Queremos apresentar a todas/os as/os leitoras/es, às/aos militantes camponesas/ es, interessadas/os e estudiosas/os do campesinato, mas, de forma especial, a todas as mulheres camponesas do Brasil, a presente coletânea, que é um esforço coletivo de intelectuais, pesquisadores e pesquisadoras, militantes das organizações sociais e do Movimento dos Pequenos Agricultores – MPA.
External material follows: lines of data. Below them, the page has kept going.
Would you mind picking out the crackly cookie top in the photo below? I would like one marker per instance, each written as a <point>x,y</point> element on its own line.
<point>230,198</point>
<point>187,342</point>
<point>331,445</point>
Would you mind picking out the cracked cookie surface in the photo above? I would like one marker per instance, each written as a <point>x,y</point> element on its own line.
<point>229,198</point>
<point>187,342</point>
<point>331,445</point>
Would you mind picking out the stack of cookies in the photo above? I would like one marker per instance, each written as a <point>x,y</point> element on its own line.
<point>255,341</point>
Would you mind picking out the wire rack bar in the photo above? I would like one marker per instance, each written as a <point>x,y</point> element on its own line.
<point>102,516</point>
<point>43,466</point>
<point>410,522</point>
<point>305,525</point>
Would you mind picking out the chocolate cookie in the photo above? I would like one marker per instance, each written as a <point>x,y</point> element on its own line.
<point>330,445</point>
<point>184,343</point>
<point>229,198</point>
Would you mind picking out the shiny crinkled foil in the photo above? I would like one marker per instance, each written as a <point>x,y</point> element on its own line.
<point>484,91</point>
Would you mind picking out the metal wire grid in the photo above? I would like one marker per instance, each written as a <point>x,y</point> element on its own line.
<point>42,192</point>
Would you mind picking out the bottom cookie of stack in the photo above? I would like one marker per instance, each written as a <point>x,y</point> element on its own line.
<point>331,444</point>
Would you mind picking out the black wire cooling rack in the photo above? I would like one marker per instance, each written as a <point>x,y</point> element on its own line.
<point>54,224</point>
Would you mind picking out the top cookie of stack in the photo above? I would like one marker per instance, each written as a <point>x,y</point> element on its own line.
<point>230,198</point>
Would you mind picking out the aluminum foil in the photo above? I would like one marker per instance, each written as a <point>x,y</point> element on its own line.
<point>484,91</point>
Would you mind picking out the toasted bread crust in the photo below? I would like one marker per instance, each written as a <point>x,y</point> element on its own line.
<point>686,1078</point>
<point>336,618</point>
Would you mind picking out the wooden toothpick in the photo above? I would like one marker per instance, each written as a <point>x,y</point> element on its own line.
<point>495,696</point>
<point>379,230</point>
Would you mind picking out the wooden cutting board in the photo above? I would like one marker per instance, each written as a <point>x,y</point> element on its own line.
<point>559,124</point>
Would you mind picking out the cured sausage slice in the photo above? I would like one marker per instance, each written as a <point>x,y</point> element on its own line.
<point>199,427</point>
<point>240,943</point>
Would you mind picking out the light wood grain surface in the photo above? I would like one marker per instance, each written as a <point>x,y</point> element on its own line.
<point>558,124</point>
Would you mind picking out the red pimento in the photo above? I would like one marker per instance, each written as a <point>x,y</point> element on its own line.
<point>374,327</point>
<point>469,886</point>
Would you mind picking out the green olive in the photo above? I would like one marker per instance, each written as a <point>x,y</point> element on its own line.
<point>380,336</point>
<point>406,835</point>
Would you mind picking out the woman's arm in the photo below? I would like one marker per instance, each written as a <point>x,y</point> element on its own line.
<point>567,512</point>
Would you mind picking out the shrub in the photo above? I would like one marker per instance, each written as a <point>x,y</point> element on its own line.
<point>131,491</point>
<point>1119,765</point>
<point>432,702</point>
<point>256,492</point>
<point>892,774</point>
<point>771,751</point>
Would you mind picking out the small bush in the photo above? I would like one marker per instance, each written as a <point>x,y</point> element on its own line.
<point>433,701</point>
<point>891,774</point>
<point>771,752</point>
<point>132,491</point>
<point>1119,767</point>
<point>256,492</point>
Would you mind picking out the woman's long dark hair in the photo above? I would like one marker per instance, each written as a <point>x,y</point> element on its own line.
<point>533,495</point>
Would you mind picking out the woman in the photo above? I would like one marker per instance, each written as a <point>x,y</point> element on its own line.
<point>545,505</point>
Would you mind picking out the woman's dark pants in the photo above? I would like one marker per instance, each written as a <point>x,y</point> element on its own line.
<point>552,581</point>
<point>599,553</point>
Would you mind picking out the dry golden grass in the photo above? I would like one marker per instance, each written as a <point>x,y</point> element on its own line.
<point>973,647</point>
Vivíamos em 2003 um período em que se tentava apagar da história (e do presente) o campesinato. Entretanto, este segmento de produtores, por seu modo de ser e de viver, em expressiva pluralidade de situações e experiências de reprodução social, é um dos principais protagonistas da humanidade, no decorrer do processo histórico. Na atualidade, presta enorme contribuição à experiência humana e sua interdependência com os recursos naturais. Evidenciava- se assim uma profunda contradição: a importância do campesinato não correspondia ao reconhecimento social pelos demais segmentos sociais, inclusive pela escassez de registros de pesquisa e documentários. Percebeu-se que, apesar de haver muitos textos produzidos sobre o campesinato, faltava um certo direcionamento nesses registros que pudesse assegurar visão mais abrangente dessa experiência histórica, considerando a diversidade desse protagonismo pelas diferenças postuladas na divisão sexual de trabalho e ciclo de vida. É fato que, também por estímulo de dirigentes do MPA, a coleção História Social do Campesinato no Brasil, por meio de diversos artigos, procurou diminuir a defasagem no reconhecimento da importância do campesinato no proceso histórico de constituição da humanidade e da sociedade brasileira. Investir no estímulo à produção, mas principalmente na publicação desses artigos, já havia sido um desafio para o MPA. Esse desafio correspondia a demandas da base social desse movimento, que buscava e continua a buscar uma compreensão aprofundada do campesinato brasileiro. O processo de publicação da coleção não se finalizou neste único ato. Ele deu origem a um complexo processo de estudos arduamente desenvolvidos por muitas mãos e cabeças de intelectuais/ pesquisadores, militantes, dirigentes de todo o Brasil que mantêm o debate e se instigam para pesquisa em torno de novos temas e experiências de grupos sociais pouco conhecidos. A coleção História Social do Campesinato, organizada a partir de 2003, primeiramente por iniciativa do Movimento dos Pequenos Agricultores e depois com envolvimento da Via Campesina, trouxe de volta para o cenário nacional o debate sobre o campesinato. Muito ainda está por ser pesquisado e apresentado ao debate público, mas, neste momento, destacamos que, nos primeiros volumes, a ênfase recaiu sobre os produtores como categoría socioeconômica, permanecendo relativamente invisibilizada a especificidade da participação das mulheres camponesas no processo histórico.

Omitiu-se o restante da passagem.